Лев Львович величавым жестом поднял крышку сотейника — оп-ля, соус готов! Куски тушеной баранины плавали в пряной фруктовой подливке — острова в золотистом, медово-жгучем на вкус океане. Мясо благоухало специями. Его надо было тут же, немедленно подавать на стол. Лев Львович нажал на кнопку связи, крикнув в обеденный зал: «Танжер» Готов!»
Он мог наконец отойти от плиты, чтобы поприветствовать Марию Захаровну. Но в соседнем зале ее уже не было. Не было и шеф-повара. Видимо, как только Потехиной позвонили по телефону, шеф-повар, как воспитанный человек, оставил ее, чтобы не мешать разговаривать.
* * *
Посетить начальника отдела убийств с утра пораньше Кате не удалось. Подвалила срочная работа: ночью в подмосковной Морозовке взяли вооруженного хулигана. Задержание вышло шумным, со стрельбой, о нем в районе уже ползли слухи, и упускать такой материал Катя не собиралась. Она дотошно расспрашивала оперуполномоченного из Морозовки, ставшего героем дня, как он задержал хулигана, что произошло. Опер — юноша с внешностью штангиста-тяжеловеса и нежным румянцем во всю щеку — от Катиных вопросов смущался.

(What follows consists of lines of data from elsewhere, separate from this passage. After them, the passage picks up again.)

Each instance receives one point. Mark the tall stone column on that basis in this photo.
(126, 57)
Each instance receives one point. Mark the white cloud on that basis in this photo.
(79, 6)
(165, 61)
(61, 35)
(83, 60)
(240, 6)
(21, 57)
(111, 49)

— Ну что произошло? Обычное дело. Дежурил я сутки, а тут звонок на пульт — в «Разгуляе» заваруха. «Разгуляй» — это у нас бар круглосуточный в поделке, с бильярдом. Ну, оттуда звонят — мол, посетитель ходит по залу <; ружьем, терроризирует клиентов. Ну дежурный мне и говорит: «Езжай, Ерохин, разберись и доложи». Я и поехал.
— Вы одни? — спросила Катя, летуче-быстро черкая за рассказом в своем блокноте.
— Не по инструкции, конечно, но я на «жигуле» был своем, а группа только-только на кражу выехала на Шурупный, — опер совсем засмущался. — Подъехал я к бару, там галдеж, народ из дверей валит. Я туда. Ну ствол конечно… то есть, табельное оружие подготовил. В зале все кто под столами, кто у стен. А у бильярда, смотрю, мужик стоит. А в руках у него помпа…
— Ружье помповое? — уточнила Катя.
— Ну да, а на мне форма, как положено, я ж на сутках. Он меня увидел и орет: «Ну, мент, держись, щас тебя завалю!» Прямо ни здравствуйте вам, ни до свидания…
— Ну и? — Катя застыла на последней его фразе, не отрывая ручки от бумаги. — Дальше что?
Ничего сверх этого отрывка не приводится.